The data obtained showed that popular European indices are applicable to Turkish waters. The IPS, IBD, and IDG indices worked with over 90% of identified taxa in the basin, but IDG, as a generic index, is less precise and showed correlation with only three environmental variables.
In European countries, one of the most popular, and important indices is the IPS—Specific Pollution Sensitivity Index [13,14,80,81,82,83,84]. Blanco et al. [85] compared some biotic indices and diatom indices in the Duero Basin (Spain), and they found that the IPS was the best index to reflect the water quality status of the river. Similarly, significant correlations were reported in other studies elsewhere throughout Europe, such as in French rivers [77], Polish springs and rivers [13,14], Belgian and Luxembourg rivers [86,87], Finnish rivers [53], Hungarian rivers [8,88], Estonian rivers [89], and Portuguese [90]. The Water Framework Directive provides a process to ensure the comparability between the biological monitoring results of Member States and their monitoring system classifications. In order to carry out the intercalibration process EU countries organized Geographical Intercalibration Groups, consisting of Member States sharing particular surface water body types. The important point is that IPS is taking into consideration in formula for intercalibration procedure [91]. In both Mediterranean and Continental ecoregions the IPS index is compulsory in water quality assessment for countries like Belgium, Estonia, Luxemburg, Sweden, Bulgaria, Greece, Portugal, Spain, Cyprus [92]. Turkey, as a country trying to join to the European Union have to take into consideration European law. Two countries—Greece and Bulgaria, with similar climate, which are the closest neighbors of Eastern Turkey (our study area) are also use IPS index. In the present study, the IPS index was significantly correlated with eight environmental variables and the can be applied to Turkish waters.
The TIT (Trophic Index of Turkey) was developed specifically for Turkish rivers [55]. In the present work the TIT index was also calculated, and since there were no significant correlations with environmental parameters and the TIT, it is thought that the index did not work in the watercourses of the Sakarya River basin.

5. Conclusions

Because Turkey is a very diverse country in terms of natural environments, to obtain reliable results of diatom indices, the test of a few of them is required.
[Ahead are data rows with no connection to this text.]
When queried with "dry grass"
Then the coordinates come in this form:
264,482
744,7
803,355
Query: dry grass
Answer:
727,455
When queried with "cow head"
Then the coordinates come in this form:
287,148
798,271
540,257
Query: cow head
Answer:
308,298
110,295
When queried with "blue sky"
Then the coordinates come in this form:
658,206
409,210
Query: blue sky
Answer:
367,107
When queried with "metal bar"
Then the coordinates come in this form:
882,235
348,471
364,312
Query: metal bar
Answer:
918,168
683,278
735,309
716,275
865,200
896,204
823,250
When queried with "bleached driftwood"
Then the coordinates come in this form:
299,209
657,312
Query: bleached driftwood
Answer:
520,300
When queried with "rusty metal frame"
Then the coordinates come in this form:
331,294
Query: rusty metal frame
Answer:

The Tropic Index of Turkey was created especially for monitoring water quality in Turkey but from our studies is possible to draw a conclusion that this index does not work properly in this research area. It seems that European diatom indices (e.g., IPS) may be applicable to studied waters in Turkey.

Supplementary Materials

The following are available online at https://www.mdpi.com/2073-4441/12/3/703/s1, Table S1: List of sampling stations with abbreviations and geographical coordinates.

Author Contributions

C.N.S., Ł.P., É.Á., and G.V. designed the study. H.A.E. and A.M.Y. conducted the field sampling. E.Y. prepared the samples for counting. C.N.S. made qualitative analyses of samples using a light microscope. All authors discussed the results and contributed to the final manuscript. All authors have read and agreed to the published version of the manuscript.

Funding

The project, funded by the General Directorate of State Hydraulic Works in the “DSI Capacity Development, and Water Quality Monitoring Project in Sakarya Basin” during 2017 and 2018 and also the Ministry of Science and Higher Education under the name of “Regional Excellence Initiative” in the years 2019–2022 Project No. 026/RID/2018/19.

Acknowledgments

The authors wish thank David Duffy for language correction of the manuscript. The authors thank to General Directorate of State Hydraulic Works Investing, Planning and Allocations Department, Environmental Section Managers and Kocaeli University Hydrobiology R&D Laboratory for their valuable support during the sampling and analysis procedure.

Conflicts of Interest

The authors declare no conflict of interest.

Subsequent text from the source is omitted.